Tattoo Man, 2010
Allison and I had a brief e-mail exchange the other day about the camera equipment we carry with us. She described how free she’d felt when she left her camera bag filled with every piece of camera equipment she owns at home and instead gone on a trip with just her camera and a single 50mm lens.
I described how I carry a backpack full of lens, filters, spare batteries, chargers, cleaning supplies, a backup storage drive and a backup camera when I travel for vacation. But when I’m on a business trip and don’t want to add an extra ounce to my load I, too, reduce the pile to a single camera and single lens. The camera’s always hanging over my shoulder, always at hand.
I’ll probably always carry the whole bag of tricks when I have the luxury of a car to carry it in. But more often than not, I’ve found that having the flexibility of having all that extra equipment with me translates into fewer shots rather than more. In many cases the moment I was trying to capture will have passed while I was fumbling around in the bag for just the right lens.
(As I wrote that, I remembered that I’ve started carrying two cameras, one with a long lens and one with a shorter, wider one, when I shoot parades. So maybe all isn’t lost. But I mean, really, how often do you shoot parades? And just how pretentious do you want to look, Mr. Two Cameras Man?)
The larger point is this: one of the things I’m trying to train myself to do a better job of is forgetting about thinking before I take a picture. That probably sounds counterintuitive, especially if you’re a photographer who is big on careful arrangement of the scenes you photograph. Now that I think about it, I recall hearing photojournalists who cover wars and other tragic events describe how they have to shut down their thinking processes and become almost mechanical about shooting what they see in front of them. If they stop to consider a horrific war scene, the moment will have passed. If they stop to take in the human toll of an earthquake, they’ll be too emotionally involved to do their job.

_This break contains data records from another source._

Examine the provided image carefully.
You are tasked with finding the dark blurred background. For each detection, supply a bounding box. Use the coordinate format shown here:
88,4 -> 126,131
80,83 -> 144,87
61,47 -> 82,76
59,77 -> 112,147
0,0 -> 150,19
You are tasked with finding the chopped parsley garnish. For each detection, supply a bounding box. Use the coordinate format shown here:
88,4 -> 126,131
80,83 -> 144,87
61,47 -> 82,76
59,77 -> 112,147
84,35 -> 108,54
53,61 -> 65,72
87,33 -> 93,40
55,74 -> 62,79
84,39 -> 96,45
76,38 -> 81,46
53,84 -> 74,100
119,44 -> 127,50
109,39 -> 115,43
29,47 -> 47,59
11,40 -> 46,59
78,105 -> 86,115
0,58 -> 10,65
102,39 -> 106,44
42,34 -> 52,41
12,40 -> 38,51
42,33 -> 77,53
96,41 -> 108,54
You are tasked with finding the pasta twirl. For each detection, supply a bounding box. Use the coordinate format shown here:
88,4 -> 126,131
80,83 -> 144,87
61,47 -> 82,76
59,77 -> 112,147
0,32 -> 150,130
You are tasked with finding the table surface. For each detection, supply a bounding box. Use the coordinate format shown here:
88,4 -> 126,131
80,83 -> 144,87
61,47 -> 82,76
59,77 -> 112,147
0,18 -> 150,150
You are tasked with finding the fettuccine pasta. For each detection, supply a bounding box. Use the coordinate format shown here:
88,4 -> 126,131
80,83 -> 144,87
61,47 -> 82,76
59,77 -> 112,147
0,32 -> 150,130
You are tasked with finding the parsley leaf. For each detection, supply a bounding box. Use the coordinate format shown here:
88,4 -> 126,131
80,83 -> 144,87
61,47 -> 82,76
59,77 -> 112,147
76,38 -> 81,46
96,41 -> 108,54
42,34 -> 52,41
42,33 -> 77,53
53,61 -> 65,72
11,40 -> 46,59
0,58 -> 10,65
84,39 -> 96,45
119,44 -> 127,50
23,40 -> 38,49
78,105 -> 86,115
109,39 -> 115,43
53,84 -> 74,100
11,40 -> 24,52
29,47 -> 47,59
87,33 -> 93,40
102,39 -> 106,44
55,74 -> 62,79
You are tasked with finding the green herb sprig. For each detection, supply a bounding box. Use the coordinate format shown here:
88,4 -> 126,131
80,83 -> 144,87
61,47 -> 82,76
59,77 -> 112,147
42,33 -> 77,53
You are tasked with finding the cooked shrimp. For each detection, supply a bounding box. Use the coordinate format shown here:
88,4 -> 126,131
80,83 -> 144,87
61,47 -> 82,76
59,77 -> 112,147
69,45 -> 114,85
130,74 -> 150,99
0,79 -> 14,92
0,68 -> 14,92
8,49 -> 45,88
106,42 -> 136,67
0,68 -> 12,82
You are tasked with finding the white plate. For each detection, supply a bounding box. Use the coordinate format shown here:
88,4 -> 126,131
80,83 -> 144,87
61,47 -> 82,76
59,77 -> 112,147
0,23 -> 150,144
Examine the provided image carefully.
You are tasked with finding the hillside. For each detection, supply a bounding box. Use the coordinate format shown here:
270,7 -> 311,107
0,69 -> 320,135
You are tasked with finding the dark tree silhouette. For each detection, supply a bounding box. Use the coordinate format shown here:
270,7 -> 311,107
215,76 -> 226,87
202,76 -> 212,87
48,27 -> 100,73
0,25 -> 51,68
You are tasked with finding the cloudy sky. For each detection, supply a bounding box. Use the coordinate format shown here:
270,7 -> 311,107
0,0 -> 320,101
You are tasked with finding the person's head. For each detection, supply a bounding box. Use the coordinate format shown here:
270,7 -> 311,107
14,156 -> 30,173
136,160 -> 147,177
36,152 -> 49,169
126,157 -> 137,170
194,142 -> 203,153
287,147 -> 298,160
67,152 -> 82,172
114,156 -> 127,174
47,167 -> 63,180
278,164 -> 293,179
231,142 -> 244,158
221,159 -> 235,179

As a rule, I face no wars and few natural calamities in the course of my photography. I can think of a half dozen times, though, in the last year when I’ve missed good pictures because I waited too long to take them. That car full of Goth kids who lifted their tops to provoke me, for example. While I stood there thinking about how I wouldn’t give them the satisfaction of acting out in front of me, I should have taken the picture and worried about the morals later on. And then there was the young couple I saw on the street embracing after a fight. It was a sweet emotional instance of young love that many people can identify with. I should have taken the picture right that second rather than be drawn into the tenderness of the moment (especially since two minutes later they were back to fighting again).
In both of these cases I could have easily deleted the photographs later on if I decided they were too provocative or too invasive of the subjects’ privacy. But since I never took them I didn’t have that choice. No one lost in this proposition but me.
Tattoo Man, above, is another good example. I saw this old man walking down the oceanfront boardwalk recent. His chest and arms are covered with tattoos, made only more interesting by his age and a generally hostile facial expression. I wanted to ask him to let me take a full portrait shot of him that would include all the tats as well as his facial expression. But I waited too long and when I finally got my act together for permission his wife was yelling at him to “get the f*** back to the car so we can get the f*** out of here!”
Just take the picture. Think about it later.